Vous souffrez depuis des mois, peut-être des années. Vous avez passé des IRM, consulté des spécialistes, essayé des médicaments, des infiltrations, peut-être même subi une chirurgie. Et pourtant, la douleur est toujours là.
Ce que peu de gens vous ont expliqué — et ce que la recherche démontre avec de plus en plus de clarté — c’est que la douleur chronique n’est pas simplement une douleur aiguë qui dure. C’est un phénomène fondamentalement différent, avec ses propres mécanismes de maintien. Et plusieurs de ces mécanismes sont invisibles à l’imagerie médicale.

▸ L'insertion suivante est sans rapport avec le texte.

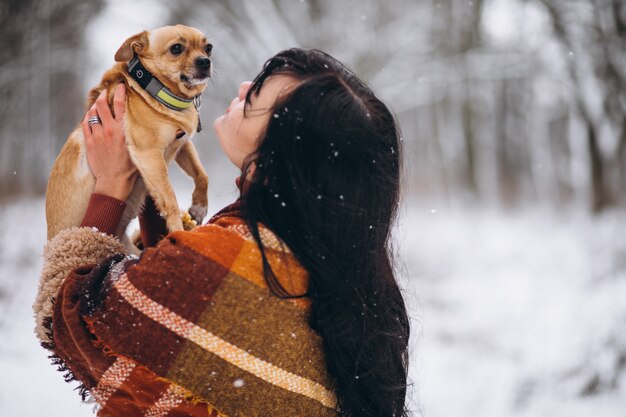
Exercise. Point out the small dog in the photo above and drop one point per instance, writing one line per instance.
(165, 72)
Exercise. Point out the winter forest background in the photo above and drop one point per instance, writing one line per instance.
(511, 239)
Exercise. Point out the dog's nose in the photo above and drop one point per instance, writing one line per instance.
(203, 63)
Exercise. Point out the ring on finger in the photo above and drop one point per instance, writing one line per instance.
(95, 120)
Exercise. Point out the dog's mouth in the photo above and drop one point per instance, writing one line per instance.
(194, 80)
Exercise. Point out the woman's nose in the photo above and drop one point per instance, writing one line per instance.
(243, 89)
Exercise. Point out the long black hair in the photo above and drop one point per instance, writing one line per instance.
(327, 182)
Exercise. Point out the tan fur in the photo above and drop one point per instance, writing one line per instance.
(70, 249)
(150, 130)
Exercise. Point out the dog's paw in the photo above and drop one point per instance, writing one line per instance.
(198, 212)
(188, 222)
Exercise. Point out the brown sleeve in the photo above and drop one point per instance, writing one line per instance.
(103, 213)
(151, 224)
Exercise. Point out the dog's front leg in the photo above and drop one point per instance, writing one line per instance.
(153, 170)
(187, 158)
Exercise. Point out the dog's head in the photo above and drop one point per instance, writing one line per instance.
(179, 56)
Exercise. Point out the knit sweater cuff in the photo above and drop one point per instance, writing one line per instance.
(103, 213)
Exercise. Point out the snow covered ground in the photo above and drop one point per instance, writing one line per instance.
(515, 314)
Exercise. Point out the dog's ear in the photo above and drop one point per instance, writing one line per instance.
(131, 45)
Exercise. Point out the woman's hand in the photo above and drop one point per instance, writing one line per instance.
(106, 149)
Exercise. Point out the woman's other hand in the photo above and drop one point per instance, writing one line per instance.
(105, 144)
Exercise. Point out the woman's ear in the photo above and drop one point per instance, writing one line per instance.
(131, 45)
(250, 171)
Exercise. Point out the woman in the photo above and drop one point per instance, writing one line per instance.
(283, 304)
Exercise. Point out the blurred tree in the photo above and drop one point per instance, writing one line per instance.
(41, 67)
(593, 36)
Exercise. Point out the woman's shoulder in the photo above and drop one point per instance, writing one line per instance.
(224, 250)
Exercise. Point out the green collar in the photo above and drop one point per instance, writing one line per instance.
(156, 89)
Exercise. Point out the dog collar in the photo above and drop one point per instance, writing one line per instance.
(156, 89)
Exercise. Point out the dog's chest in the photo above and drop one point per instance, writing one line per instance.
(174, 147)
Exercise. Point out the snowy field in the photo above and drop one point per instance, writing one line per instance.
(514, 314)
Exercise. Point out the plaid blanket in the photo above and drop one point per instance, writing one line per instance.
(188, 329)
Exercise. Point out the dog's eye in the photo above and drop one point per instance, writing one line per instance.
(176, 49)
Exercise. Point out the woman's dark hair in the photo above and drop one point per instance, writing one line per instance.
(327, 183)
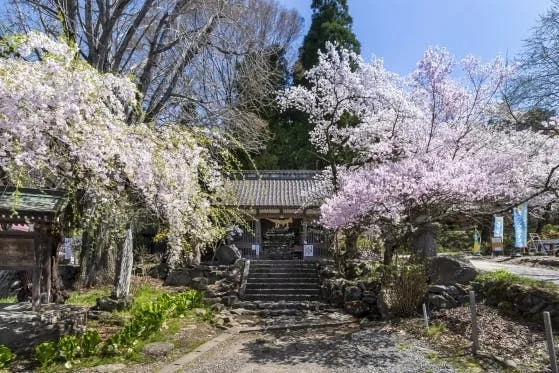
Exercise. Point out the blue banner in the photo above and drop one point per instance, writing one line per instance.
(520, 219)
(498, 226)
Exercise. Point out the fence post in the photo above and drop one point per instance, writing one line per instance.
(550, 342)
(475, 342)
(425, 316)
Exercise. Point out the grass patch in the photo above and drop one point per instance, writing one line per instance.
(8, 300)
(435, 330)
(504, 276)
(156, 315)
(88, 298)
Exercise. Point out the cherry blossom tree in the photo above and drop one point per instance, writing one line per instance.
(65, 125)
(424, 148)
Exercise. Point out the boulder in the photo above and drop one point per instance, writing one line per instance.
(356, 308)
(383, 306)
(111, 304)
(352, 293)
(227, 254)
(157, 349)
(446, 270)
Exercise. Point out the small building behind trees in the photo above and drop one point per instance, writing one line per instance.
(281, 215)
(28, 242)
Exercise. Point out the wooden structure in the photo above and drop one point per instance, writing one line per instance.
(26, 216)
(281, 213)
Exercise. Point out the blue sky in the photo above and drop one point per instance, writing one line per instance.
(400, 31)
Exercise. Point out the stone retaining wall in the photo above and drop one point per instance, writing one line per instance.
(217, 282)
(521, 300)
(356, 297)
(21, 329)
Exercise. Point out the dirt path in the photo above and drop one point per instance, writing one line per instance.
(537, 273)
(346, 349)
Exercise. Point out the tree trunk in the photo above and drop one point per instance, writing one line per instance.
(351, 237)
(52, 283)
(97, 259)
(424, 241)
(124, 266)
(389, 250)
(194, 256)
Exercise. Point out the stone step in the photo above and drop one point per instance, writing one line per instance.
(283, 285)
(279, 297)
(284, 271)
(275, 277)
(282, 291)
(284, 305)
(282, 261)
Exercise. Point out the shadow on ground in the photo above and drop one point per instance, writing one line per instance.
(329, 348)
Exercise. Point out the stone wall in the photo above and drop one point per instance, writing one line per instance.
(217, 282)
(520, 300)
(21, 329)
(356, 296)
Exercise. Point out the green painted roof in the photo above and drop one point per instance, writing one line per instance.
(31, 201)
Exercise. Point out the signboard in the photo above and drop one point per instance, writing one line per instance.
(520, 219)
(17, 252)
(477, 239)
(498, 224)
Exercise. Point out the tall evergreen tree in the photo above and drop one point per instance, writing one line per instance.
(330, 22)
(290, 147)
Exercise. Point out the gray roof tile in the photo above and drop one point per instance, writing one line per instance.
(274, 188)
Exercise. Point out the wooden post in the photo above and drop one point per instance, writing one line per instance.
(258, 235)
(48, 275)
(36, 280)
(475, 342)
(550, 342)
(425, 316)
(124, 266)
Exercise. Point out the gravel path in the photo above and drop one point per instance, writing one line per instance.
(346, 349)
(541, 274)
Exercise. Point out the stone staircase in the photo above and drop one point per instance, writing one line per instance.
(282, 280)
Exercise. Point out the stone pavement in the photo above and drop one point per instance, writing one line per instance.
(308, 341)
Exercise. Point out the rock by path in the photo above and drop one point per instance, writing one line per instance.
(339, 349)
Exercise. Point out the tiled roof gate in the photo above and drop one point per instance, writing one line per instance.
(282, 208)
(261, 191)
(25, 216)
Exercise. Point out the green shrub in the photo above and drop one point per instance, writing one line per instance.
(505, 277)
(89, 342)
(406, 286)
(6, 355)
(68, 347)
(149, 317)
(46, 353)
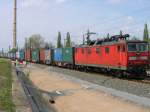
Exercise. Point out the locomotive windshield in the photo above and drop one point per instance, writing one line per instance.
(140, 47)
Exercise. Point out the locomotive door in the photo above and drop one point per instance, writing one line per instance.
(120, 53)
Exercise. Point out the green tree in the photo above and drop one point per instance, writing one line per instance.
(68, 40)
(108, 35)
(121, 33)
(146, 33)
(59, 44)
(35, 41)
(135, 38)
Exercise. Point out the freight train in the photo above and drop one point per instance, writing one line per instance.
(117, 55)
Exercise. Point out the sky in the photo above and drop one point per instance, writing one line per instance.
(47, 17)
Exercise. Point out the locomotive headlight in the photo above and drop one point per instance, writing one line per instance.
(144, 58)
(132, 58)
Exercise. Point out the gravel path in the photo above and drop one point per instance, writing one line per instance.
(132, 87)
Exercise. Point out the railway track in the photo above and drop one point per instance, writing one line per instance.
(33, 95)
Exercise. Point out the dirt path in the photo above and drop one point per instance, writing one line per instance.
(76, 98)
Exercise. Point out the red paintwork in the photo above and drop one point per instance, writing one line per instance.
(42, 55)
(137, 61)
(28, 55)
(115, 59)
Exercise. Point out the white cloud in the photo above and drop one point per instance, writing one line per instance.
(61, 1)
(38, 3)
(115, 1)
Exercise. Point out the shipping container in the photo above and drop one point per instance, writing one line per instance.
(35, 56)
(68, 55)
(17, 55)
(48, 56)
(58, 56)
(21, 55)
(42, 55)
(28, 55)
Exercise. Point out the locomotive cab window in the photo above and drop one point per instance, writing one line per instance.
(97, 50)
(76, 50)
(107, 50)
(132, 47)
(82, 50)
(121, 48)
(142, 47)
(89, 50)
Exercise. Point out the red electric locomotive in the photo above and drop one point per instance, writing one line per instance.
(116, 54)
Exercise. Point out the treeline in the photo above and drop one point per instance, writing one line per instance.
(36, 41)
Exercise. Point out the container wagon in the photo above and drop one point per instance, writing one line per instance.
(68, 57)
(21, 55)
(28, 56)
(35, 56)
(58, 56)
(42, 56)
(48, 56)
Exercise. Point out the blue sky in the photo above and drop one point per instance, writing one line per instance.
(47, 17)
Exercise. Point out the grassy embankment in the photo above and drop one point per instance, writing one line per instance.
(6, 103)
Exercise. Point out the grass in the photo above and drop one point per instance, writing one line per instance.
(6, 103)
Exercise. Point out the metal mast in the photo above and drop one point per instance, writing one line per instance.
(15, 25)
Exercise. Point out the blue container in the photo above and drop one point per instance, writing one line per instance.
(58, 55)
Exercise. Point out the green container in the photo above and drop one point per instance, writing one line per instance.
(35, 56)
(22, 55)
(68, 55)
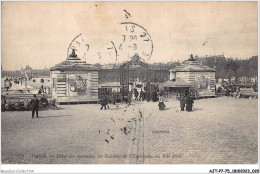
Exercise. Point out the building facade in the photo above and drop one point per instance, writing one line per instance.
(201, 77)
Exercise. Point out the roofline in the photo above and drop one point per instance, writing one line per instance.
(192, 71)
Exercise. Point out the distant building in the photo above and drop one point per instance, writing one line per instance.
(201, 77)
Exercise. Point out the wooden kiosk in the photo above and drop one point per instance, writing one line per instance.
(74, 81)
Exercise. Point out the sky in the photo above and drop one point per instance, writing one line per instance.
(40, 34)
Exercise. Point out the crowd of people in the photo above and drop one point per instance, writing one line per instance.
(185, 98)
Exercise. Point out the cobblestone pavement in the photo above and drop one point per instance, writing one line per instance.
(219, 131)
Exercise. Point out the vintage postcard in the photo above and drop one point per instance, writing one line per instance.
(129, 82)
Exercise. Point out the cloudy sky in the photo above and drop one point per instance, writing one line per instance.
(39, 33)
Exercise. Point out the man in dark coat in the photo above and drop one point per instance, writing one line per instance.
(103, 102)
(182, 102)
(136, 94)
(129, 97)
(44, 101)
(141, 96)
(35, 105)
(189, 102)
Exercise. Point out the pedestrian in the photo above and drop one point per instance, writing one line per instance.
(154, 96)
(189, 103)
(35, 105)
(114, 98)
(136, 94)
(129, 97)
(44, 101)
(103, 102)
(147, 95)
(182, 102)
(161, 102)
(107, 101)
(141, 96)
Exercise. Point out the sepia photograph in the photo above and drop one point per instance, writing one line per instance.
(128, 82)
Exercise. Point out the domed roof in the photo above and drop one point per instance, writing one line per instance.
(192, 66)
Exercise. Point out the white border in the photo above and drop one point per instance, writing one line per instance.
(98, 168)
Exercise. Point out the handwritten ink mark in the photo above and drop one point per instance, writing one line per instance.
(127, 14)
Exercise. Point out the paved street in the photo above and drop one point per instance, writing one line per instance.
(219, 130)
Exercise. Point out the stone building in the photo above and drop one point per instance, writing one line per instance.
(200, 77)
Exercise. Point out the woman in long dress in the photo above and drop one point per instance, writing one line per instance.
(189, 102)
(161, 102)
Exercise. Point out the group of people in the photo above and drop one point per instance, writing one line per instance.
(43, 90)
(35, 104)
(185, 100)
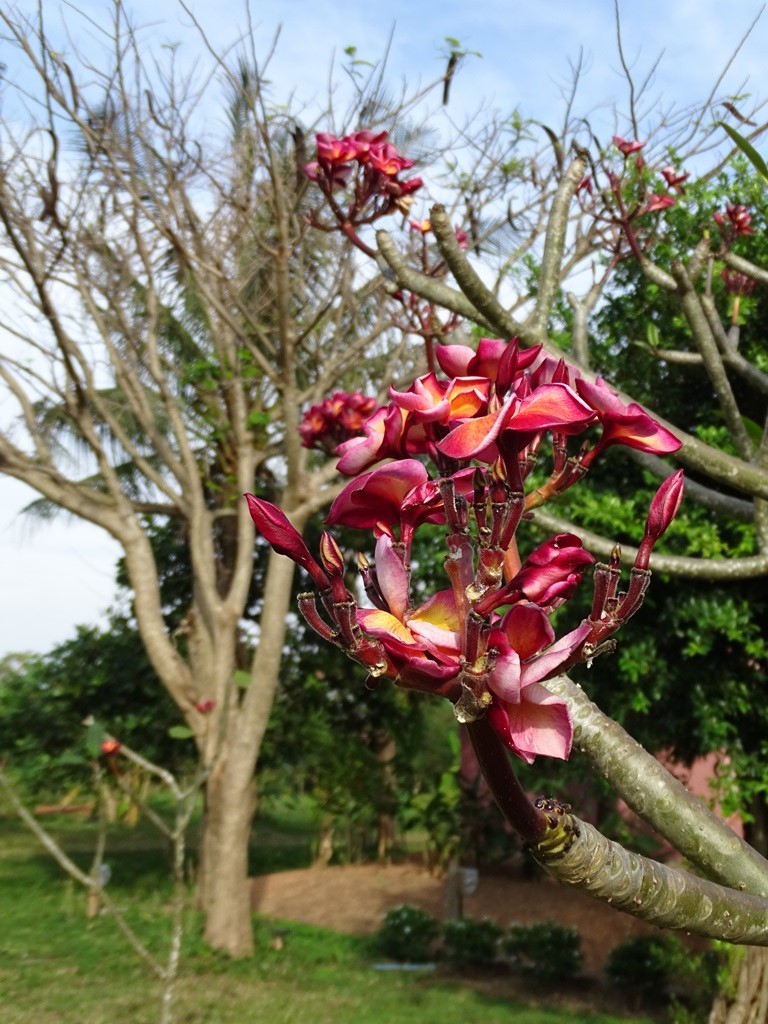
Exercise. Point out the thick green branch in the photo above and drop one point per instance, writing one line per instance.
(427, 288)
(554, 246)
(653, 892)
(682, 566)
(659, 799)
(483, 301)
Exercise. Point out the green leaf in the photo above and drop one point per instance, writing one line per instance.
(180, 732)
(749, 151)
(94, 736)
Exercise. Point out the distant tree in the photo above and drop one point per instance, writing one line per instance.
(170, 315)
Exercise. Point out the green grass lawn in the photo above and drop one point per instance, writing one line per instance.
(58, 968)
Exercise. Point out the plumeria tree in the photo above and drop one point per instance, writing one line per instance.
(480, 444)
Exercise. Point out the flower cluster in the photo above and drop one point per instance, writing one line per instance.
(367, 167)
(335, 420)
(485, 641)
(735, 222)
(737, 283)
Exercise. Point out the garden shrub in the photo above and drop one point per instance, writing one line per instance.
(408, 933)
(548, 950)
(471, 943)
(646, 964)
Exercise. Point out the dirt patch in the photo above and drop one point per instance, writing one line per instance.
(354, 899)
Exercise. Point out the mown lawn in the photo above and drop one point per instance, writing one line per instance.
(56, 967)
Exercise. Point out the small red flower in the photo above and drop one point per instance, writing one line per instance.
(627, 146)
(736, 283)
(735, 221)
(663, 510)
(656, 203)
(674, 179)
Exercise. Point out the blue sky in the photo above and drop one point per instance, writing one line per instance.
(56, 576)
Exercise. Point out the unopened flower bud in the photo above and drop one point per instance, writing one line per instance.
(663, 510)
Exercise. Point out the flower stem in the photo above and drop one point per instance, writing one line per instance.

Voici les huit facteurs psychosociaux que la science identifie comme les principaux moteurs de la chronicisation de la douleur — et comment le programme ALGO les adresse de front.
1. Vous ne comprenez pas vraiment ce qui génère votre douleur
C’est le facteur le plus important — et paradoxalement, le plus négligé par le système de santé.
Une étude publiée dans The Spine Journal (Smuck et al., 2022) a demandé à 419 patients souffrant de douleur dorsale ce qui importait le plus dans leur prise en charge. Parmi huit variables possibles — réduction de la douleur, amélioration de la fonction, tests diagnostiques, médicaments, chirurgie — l’explication de la cause de leur douleur arrivait au troisième rang des priorités des patients. Pourtant, c’est précisément l’élément que les médecins sous-estimaient le plus — le seul pour lequel l’écart entre ce que les patients voulaient et ce que les médecins leur offraient était statistiquement significatif. Les médecins surestimaient systématiquement l’importance des tests diagnostiques, des médicaments et de la chirurgie — tout ce que les patients, eux, plaçaient en bas de leur liste.
Pourquoi est-ce si important ? Parce qu’un patient qui ne comprend pas ce qui génère sa douleur développe des croyances erronées. Il croit que douleur égale dommage, que dommage égale danger, et que le mouvement va aggraver les choses. Ces croyances alimentent tous les autres facteurs de cette liste.
Ce que ça change dans le programme ALGO : chaque patient reçoit un rapport d’expertise détaillé, rédigé en langage entièrement vulgarisé, qui explique précisément ce que révèle son imagerie, pourquoi sa douleur persiste, et sur quels leviers il est possible d’agir. L’explication n’est pas un luxe — c’est le point de départ de toute récupération durable.
2. Le catastrophisme amplifie votre douleur au-delà de la lésion
Le catastrophisme est le prédicteur psychologique numéro un de la chronicisation de la douleur — devant la sévérité de la lésion elle-même.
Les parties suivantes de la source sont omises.